The COVID-19 pandemic brought the nation to a screeching halt. Life was put on hold as friends and loved ones fell victim to the disease’s unrelenting grip and hospitals exploded beyond capacity. For the most part, we’ve counted our losses and come out of hiding, but the effects of the nation’s total shutdown continue to reverberate in unexpected ways.
Angel Hope scored multiple college scholarship offers by graduating in the top 5% of his high school class. He thought he was prepared to take on the world until an exam from the University of Wisconsin proved otherwise,
To assist the University in developing the best-suited curriculum for incoming students, the exam was designed to determine how much knowledge they’d picked up in high school.
They may have as well written the test in Swahili. As Hope stared at a slew of questions that baffled him, he frustratingly threw hail Marys at the answers.
Hope, who spent nearly one-third of his time as a high school student at home, is not unlike most recently graduated students around the country. Online classes were boring and impossibly difficult to follow, and there was no way for teachers to monitor attendance, a fact that every student was aware of.
Hope said he would sometimes skip school altogether to pick up a few extra hours at his part-time job. On other days he’d play video games with his siblings, and sometimes he just felt like sleeping in.
Although Hope disdained algebra and seldom attended, he still received A’s and B’s due to teachers being told to grant leniency with their grading. Since Hope had been a good student prior to the pandemic, his teachers assumed he still was, and they had little else to go by.

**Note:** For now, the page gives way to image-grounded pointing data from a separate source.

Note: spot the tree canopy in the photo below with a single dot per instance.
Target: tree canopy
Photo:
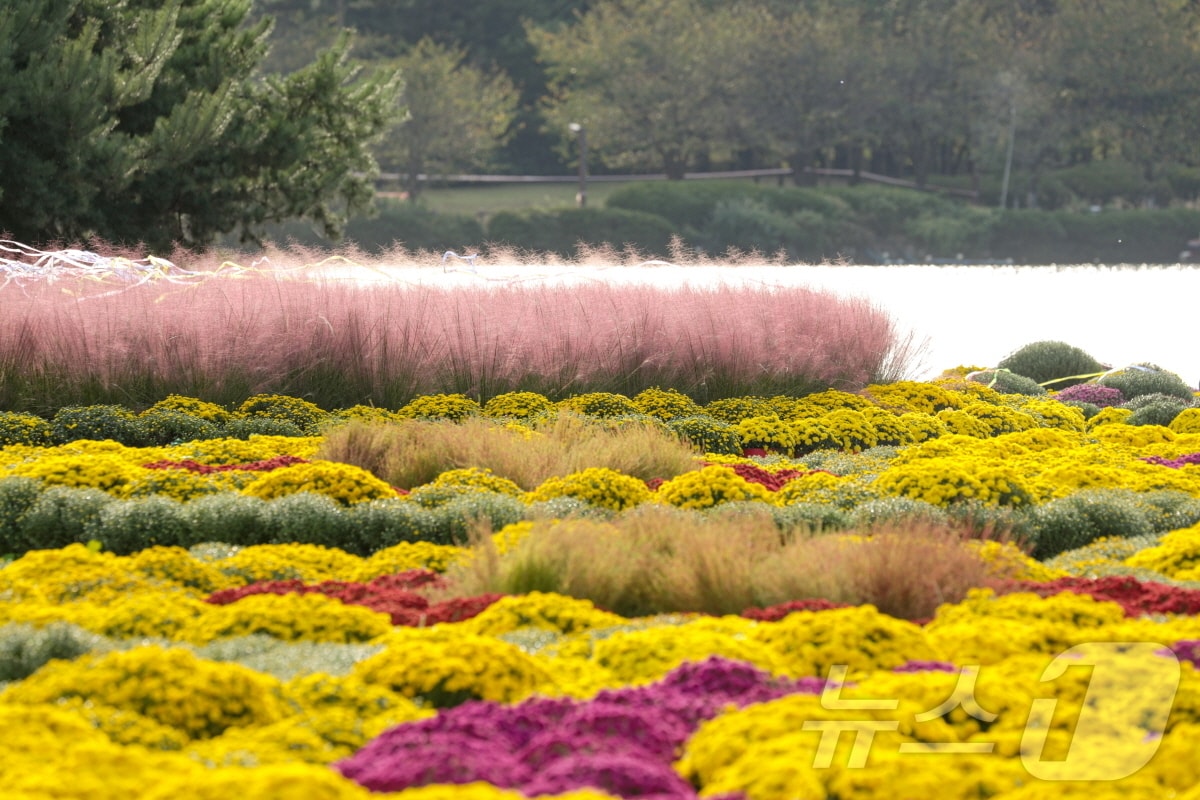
(145, 121)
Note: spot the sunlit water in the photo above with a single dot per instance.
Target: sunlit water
(972, 316)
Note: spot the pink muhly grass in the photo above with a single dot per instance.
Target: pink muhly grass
(281, 328)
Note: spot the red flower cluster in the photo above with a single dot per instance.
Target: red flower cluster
(391, 594)
(772, 480)
(778, 612)
(205, 469)
(1137, 597)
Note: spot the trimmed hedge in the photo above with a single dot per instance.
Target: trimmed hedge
(563, 230)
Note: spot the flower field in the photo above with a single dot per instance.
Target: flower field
(970, 587)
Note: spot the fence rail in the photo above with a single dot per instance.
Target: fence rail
(835, 175)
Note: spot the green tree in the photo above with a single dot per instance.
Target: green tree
(457, 118)
(652, 80)
(143, 121)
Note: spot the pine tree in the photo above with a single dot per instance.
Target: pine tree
(144, 121)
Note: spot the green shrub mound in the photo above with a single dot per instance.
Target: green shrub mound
(1080, 518)
(708, 434)
(1053, 362)
(894, 511)
(1147, 379)
(129, 525)
(24, 648)
(60, 516)
(101, 421)
(1158, 411)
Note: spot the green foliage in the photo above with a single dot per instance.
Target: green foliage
(147, 124)
(454, 519)
(267, 426)
(167, 426)
(708, 434)
(1158, 411)
(60, 516)
(1147, 379)
(377, 524)
(1050, 362)
(1008, 383)
(305, 518)
(305, 415)
(897, 511)
(17, 428)
(17, 495)
(439, 407)
(459, 115)
(1101, 182)
(1083, 517)
(115, 422)
(810, 517)
(414, 228)
(563, 230)
(226, 517)
(520, 405)
(24, 648)
(130, 525)
(600, 404)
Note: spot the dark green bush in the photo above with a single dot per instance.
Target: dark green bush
(747, 224)
(17, 495)
(60, 516)
(1009, 383)
(24, 648)
(563, 230)
(708, 434)
(306, 518)
(228, 517)
(1101, 182)
(1158, 413)
(378, 524)
(1051, 361)
(895, 510)
(687, 205)
(1169, 509)
(17, 428)
(130, 525)
(1030, 236)
(1147, 379)
(1080, 518)
(168, 426)
(115, 422)
(265, 426)
(413, 227)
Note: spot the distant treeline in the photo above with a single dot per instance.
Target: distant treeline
(865, 224)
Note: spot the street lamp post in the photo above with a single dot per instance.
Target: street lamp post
(581, 198)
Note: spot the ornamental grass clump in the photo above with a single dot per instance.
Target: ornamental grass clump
(415, 452)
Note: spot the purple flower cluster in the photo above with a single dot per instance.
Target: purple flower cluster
(623, 741)
(1186, 650)
(1180, 461)
(927, 666)
(1093, 394)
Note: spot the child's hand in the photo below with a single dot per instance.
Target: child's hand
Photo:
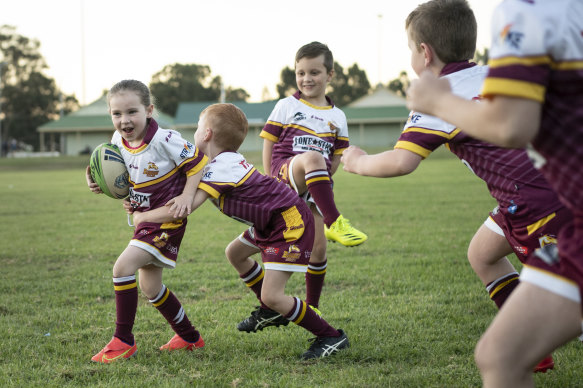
(425, 92)
(94, 187)
(181, 206)
(127, 206)
(350, 158)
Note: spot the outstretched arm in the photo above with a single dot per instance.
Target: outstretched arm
(501, 120)
(267, 153)
(182, 204)
(335, 163)
(392, 163)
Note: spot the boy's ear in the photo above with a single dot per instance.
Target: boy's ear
(428, 53)
(208, 134)
(149, 111)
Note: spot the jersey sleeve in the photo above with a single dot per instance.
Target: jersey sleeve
(520, 63)
(423, 134)
(275, 122)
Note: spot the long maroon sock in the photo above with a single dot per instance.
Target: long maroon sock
(315, 282)
(302, 315)
(126, 305)
(172, 310)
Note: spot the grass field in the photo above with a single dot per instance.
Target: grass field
(407, 298)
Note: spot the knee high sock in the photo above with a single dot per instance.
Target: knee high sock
(302, 315)
(501, 288)
(320, 187)
(254, 280)
(126, 305)
(314, 282)
(172, 310)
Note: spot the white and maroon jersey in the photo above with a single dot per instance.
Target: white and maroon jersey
(158, 168)
(296, 126)
(537, 53)
(245, 194)
(521, 191)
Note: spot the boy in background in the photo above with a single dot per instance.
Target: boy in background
(442, 39)
(304, 138)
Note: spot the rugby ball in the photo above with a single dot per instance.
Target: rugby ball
(109, 171)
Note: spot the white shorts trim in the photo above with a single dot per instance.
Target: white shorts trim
(305, 196)
(291, 174)
(493, 226)
(286, 267)
(551, 282)
(159, 259)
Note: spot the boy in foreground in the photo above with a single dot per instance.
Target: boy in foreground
(533, 93)
(529, 215)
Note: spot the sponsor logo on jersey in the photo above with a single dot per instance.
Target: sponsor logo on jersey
(332, 126)
(271, 250)
(152, 170)
(547, 240)
(299, 116)
(311, 143)
(510, 37)
(186, 150)
(161, 240)
(139, 199)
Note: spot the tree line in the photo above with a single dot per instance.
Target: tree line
(30, 99)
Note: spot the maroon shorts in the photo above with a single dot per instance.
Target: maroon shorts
(526, 239)
(287, 246)
(562, 273)
(160, 240)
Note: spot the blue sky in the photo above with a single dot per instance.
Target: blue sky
(91, 44)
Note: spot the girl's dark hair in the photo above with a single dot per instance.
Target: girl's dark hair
(135, 86)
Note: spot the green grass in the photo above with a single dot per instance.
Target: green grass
(407, 298)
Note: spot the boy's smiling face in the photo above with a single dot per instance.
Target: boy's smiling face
(312, 79)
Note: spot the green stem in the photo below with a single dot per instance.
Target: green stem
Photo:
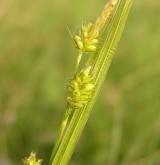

Hope, 18, who resides in Milwaukee, said, “It was like school was optional. It wasn’t a mandatory thing. I feel like I really didn’t learn anything.”
Hundreds of thousands of pandemic generation students are packing up for college after spending over half of their high school years being forced to deal with the total life-disrupting pandemic.
They encountered massive teacher shortages and there were no study groups or extra-curricular activities. There were no dances or proms to attend. There was no pouring chemicals into test tubes or dissecting frogs, and there was no sneaking out back for a smoke.
Incoming college students are significantly undereducated in both academics and relationship skills. They’ve been kept behind closed doors with little outside contact and minimal to no monitoring of their education.
It’s anticipated that many of the college-bound students will surrender to the stress of college programs they’re vastly unprepared for, and drop out. This will not affect their long-term earning abilities, but it’ll also leave the country with an unhealthy workforce of undereducated employees.
Allison Wagner reviews applications for a program that provides counseling and financial aid for qualified low-income students in Milwaukee. She was shocked when she discovered how many students had been given half days off to work part-time jobs.
Many of them worked in grocery stores or in fast-food joints that were allowed to remain open. She was also startled by how many students were allowed to opt-out of math and science classes due to teacher shortages. They had been taught absolutely nothing in these two important areas.
We have yet to count the total cost of the pandemic. Call it long-term COVID, if you will. Currently, the U.S. ranks #1 in the world for education, but this ranking may fall when our colleges and universities are forced to lower their standards to accommodate this generation of students.
The pandemic is far from being over.